I'm looking for a $A \rightarrow B$ substitution which transforms this equation to the form $$ \frac{dB}{dt} + X \cdot B = 0. $$
One's first intuition is to use $A = B^{-1}$, then we have $$ -B^{-1} \cdot \frac{dB}{dt} \cdot B^{-1} + B^{-1} \cdot X = 0. $$ Multiplying the last equality by $B$ from both sides we obtain $$ \frac{dB}{dt} - X \cdot B = 0. $$ But in the final expression the sign at $X \cdot B$ is changed.
Can one propose an appropriate transformation or show that it doesn't exist?

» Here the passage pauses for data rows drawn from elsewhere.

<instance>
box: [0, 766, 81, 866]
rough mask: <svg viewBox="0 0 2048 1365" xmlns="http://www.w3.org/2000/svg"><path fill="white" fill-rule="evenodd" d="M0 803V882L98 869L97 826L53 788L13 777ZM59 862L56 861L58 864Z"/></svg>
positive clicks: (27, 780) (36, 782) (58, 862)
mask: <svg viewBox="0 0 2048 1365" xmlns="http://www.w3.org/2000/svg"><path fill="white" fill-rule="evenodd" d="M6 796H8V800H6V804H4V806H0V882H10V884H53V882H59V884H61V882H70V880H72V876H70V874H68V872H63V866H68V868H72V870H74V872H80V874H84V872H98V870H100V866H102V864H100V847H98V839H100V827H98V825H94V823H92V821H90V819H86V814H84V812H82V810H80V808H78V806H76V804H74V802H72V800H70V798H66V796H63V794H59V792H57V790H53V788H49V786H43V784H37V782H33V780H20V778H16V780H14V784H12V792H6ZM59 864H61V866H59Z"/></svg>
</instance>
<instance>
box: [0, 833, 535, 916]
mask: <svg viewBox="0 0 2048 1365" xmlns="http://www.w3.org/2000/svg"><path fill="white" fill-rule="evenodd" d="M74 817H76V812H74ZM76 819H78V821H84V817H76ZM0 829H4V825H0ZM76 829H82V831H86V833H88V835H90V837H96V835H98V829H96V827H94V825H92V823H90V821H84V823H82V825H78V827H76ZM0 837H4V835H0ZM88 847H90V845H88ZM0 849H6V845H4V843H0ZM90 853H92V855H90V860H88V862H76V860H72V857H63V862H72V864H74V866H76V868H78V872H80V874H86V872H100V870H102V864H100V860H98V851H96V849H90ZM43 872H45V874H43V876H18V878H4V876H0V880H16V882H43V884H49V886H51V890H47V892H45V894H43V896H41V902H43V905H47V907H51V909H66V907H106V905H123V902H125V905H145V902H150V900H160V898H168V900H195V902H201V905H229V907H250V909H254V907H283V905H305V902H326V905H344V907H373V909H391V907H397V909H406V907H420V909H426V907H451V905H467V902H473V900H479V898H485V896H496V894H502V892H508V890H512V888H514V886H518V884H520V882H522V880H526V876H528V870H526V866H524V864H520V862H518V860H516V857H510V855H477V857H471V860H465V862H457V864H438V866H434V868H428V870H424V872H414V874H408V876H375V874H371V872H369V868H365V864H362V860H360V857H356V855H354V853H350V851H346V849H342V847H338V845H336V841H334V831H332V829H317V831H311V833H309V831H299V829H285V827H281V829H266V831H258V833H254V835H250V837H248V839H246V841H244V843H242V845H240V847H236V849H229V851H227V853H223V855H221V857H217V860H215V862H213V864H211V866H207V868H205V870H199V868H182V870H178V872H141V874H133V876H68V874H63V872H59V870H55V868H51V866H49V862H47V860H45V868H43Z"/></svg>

Consider the case $$X = \pmatrix{ 1/(t+1) & 1\cr 0 & 0\cr}$$ The solution of $\dfrac{dA}{dt} = X(t) A(t)$ with $A(0) = I$ is $$ A(t) = \pmatrix{(1+t)\ln(1+t) & 1+t\cr 1 & 0\cr}$$ The solution of $\dfrac{dB}{dt} = B(t) X(t)$ with $B(0)=I$ is $$ B(t) = \pmatrix{t + 1 & t^2/2 + t\cr 0 & 1\cr}$$
There is no nice transformation that takes $A(t)$ to $B(t)$ or vice versa. In particular, the entries of $B(t)$ are polynomials while those of $A(t)$ are not all analytic.
EDIT: Similarly, if you take $X_{12} = e^t$ instead of $1$, you get an example where all entries of $B(t)$ are elementary functions, but one of the entries of $A$ is not.